PeopleInSpace includes an MCP server that exposes a tool endpoint for listing the people currently in space using the shared Kotlin Multiplatform codebase. The MCP server is built from the mcp-server module and is intended to be run alongside the rest of the Kotlin/KMP project. To use it in integrations (for example, Claude Desktop), you first build a standalone JAR with the shadowJar task, then start the server with the provided stdio options. The MCP server can be queried via the standard MCP tools interface and can be plugged into client tooling that expects an MCP endpoint returning the current astronauts in space. You can reference the example configuration in the repository to wire the server into your MCP environment or Claude integration.

Once running, you’ll typically interact with the server by starting the JAR and routing input/output through stdio, enabling you to feed commands and receive structured responses that describe the people in space. This makes it easy to connect the MCP server to external clients that need real-time spaceperson data without reimplementing the fetch/parse logic in each consumer.

How to install

Prerequisites:

  • Java JDK (recommended 17+) installed and available on your PATH
  • Gradle installed or use the Gradle wrapper included in the project

Steps:

  1. Clone the repository or navigate to the PeopleInSpace project root.
  2. Build the MCP server using the shadowJar task for the backend, which produces a serverAll.jar containing the MCP server:
cd PeopleInSpace
./gradlew :mcp-server:shadowJar
  1. Locate the built JAR (e.g., mcp-server/build/libs/serverAll.jar).
  2. Run the MCP server via Java, using stdio mode as shown in the example configuration:
java -jar mcp-server/build/libs/serverAll.jar --stdio
  1. If you need to integrate with an MCP client configuration, create an mcp.yaml or JSON similar to the example in the repository, pointing to the path of serverAll.jar and enabling stdio I/O.

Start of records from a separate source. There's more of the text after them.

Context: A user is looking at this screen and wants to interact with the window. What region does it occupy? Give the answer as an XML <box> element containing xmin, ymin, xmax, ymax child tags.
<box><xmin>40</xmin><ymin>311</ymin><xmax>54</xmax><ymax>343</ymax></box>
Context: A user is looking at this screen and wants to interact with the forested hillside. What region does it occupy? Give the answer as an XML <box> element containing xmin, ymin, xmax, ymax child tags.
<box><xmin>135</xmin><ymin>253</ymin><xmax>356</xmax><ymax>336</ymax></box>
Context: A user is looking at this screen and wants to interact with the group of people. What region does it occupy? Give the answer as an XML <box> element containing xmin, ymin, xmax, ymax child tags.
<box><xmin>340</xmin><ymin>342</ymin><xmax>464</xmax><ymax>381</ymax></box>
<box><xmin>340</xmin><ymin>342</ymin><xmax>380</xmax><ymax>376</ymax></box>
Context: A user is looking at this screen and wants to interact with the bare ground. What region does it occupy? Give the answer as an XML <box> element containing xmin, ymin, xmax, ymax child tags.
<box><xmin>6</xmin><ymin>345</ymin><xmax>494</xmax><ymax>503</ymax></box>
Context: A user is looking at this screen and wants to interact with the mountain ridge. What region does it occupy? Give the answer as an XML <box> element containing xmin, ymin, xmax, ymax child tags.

Optional: If you are also building the full Kotlin Multiplatform project, you can build other modules (backend, compose desktop, etc.) with the standard Gradle commands used in the project.

Additional notes

Tips and common notes:

  • Ensure the path to serverAll.jar in your mcp configuration matches your local build output.
  • The MCP server uses the Kotlin MCP SDK. This means you’ll typically interact via the MCP tool interface rather than a full HTTP REST endpoint.
  • If you modify the backend or shared KMP code, re-run the shadowJar task to refresh serverAll.jar.
  • For debugging, you can run the server in stdio mode and test with sample MCP clients or with the Claude Desktop integration example provided in the README.
  • Memory and environment: allocate sufficient heap if the MCP server pulls in large data sets or caches; tune JVM options as needed for your deployment environment.